A 10-year-old boy donned a baseball uniform and nervously walked to his position on the field. Stenciled across his jersey were the words: Pima Sheriffs, the sponsor of one of the many teams that summer which participated in the mid-town Randolph Park Little League.
And so it began on that hot summer day in Tucson, the start of the Price family's obsession with baseball. Of course that boy was yours truly, all glove and no hit Danny Price. That's right. I could catch everything, but putting wood on the ball as a 10 year old just wasn't my thing. I couldn't hit my way out of a paper bag. I remember batting eighth, walking a lot, stealing bases, and sliding, of course.
I loved to slide. Feet first, head first, hook slide, you name it. But hit, no way. That would come a few years later. Now fast forward from the 1950s to the mid 1970s, and you would find my two sons, Michael and Daniel, sending walls of dirt to the outfield as they ran and slid their way around the bases on a Little League team, on a beautiful, balmy summer day on the outskirts of Denver, Colorado.
They hit better than the old man. And they could field and throw with the best of them. Then came the year 2010 and my oldest grandson, Daniel, pitched and hit his way to stardom on his Colorado Little League team in a small, quiet town called Parachute, just 25 miles east of Grand Junction.
I few years later, at the age of 18, Daniel had to give up the game for a while after being hit in the head during a high school game. He finished the season as the team manager. He returned to the playing field the following year.
It was a scary moment for the Price family.
We now move on to June, 2014.
It is another hot, summer day in Tucson. Another day for Little League teams to hit the playing field. And yet, another member of the Price clan suits up and takes the field. This time it is grandson Jadon Price -- pitcher, shortstop and center fielder for the Thornydale Little League Orioles.

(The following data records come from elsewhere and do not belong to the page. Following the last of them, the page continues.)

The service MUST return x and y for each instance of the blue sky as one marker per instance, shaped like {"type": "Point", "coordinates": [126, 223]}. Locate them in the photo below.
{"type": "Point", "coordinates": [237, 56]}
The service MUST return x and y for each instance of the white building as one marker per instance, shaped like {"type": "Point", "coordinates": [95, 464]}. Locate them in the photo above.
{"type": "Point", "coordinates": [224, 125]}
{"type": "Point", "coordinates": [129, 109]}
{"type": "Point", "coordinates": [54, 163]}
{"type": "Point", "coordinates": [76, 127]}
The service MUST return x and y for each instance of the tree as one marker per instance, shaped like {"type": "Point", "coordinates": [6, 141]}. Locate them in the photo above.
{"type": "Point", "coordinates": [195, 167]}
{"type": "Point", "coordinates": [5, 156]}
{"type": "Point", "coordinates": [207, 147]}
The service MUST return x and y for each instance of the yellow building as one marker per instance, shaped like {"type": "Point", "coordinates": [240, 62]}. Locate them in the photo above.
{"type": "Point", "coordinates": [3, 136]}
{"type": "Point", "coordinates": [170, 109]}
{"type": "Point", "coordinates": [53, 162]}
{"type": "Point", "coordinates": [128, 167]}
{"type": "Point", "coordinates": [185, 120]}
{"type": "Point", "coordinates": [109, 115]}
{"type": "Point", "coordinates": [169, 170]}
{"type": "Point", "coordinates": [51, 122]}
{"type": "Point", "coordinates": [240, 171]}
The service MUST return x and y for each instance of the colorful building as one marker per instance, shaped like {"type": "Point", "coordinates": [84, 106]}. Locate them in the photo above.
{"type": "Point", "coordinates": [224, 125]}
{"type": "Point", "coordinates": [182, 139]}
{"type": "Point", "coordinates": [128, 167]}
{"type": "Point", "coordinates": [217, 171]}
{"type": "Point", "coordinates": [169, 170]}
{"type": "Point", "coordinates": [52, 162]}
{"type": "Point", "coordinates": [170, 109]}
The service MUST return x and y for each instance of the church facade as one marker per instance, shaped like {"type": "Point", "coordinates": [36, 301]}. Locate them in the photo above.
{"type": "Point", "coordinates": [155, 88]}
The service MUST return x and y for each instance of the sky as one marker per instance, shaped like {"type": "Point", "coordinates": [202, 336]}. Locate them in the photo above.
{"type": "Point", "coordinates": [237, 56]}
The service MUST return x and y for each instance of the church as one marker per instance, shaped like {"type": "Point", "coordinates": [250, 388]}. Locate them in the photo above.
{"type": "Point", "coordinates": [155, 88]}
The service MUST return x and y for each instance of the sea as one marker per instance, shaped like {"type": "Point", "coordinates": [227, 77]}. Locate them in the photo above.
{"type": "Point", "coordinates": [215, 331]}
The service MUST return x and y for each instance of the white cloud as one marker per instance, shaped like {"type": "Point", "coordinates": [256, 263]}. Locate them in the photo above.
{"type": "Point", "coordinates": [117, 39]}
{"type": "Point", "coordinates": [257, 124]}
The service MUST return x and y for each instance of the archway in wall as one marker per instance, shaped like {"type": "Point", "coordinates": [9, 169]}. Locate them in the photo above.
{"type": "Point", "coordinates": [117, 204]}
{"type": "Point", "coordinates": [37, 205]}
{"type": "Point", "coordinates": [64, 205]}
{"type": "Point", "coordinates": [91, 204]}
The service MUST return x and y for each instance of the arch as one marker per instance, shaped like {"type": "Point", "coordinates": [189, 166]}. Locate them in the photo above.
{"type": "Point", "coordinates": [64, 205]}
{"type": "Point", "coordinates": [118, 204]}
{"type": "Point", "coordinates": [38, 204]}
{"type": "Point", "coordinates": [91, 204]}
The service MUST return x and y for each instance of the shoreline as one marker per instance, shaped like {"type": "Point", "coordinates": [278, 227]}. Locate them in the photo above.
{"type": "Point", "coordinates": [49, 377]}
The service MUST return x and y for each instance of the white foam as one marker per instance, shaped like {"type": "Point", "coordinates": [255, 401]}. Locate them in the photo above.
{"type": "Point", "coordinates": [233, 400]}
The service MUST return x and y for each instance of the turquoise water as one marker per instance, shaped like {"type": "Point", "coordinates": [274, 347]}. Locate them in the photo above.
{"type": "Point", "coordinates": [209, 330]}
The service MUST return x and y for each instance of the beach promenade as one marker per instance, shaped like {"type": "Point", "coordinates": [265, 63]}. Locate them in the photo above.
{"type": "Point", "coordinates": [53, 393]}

Grandpa is now on the sidelines, 69 years young, and his son, my goodness, will hit the age of 50 in late November, and is the assistant coach of the playoff-bound Orioles. Jadon is batting .426 and is a sure bet to make the All Stars, which will extend his sixth season in organized baseball into July.
It is a sure bet that in the year 2025 a few more ball players from the Price clan will hit the field once again. It's a sure bet that they'll all hit better than their Grandpa Dan.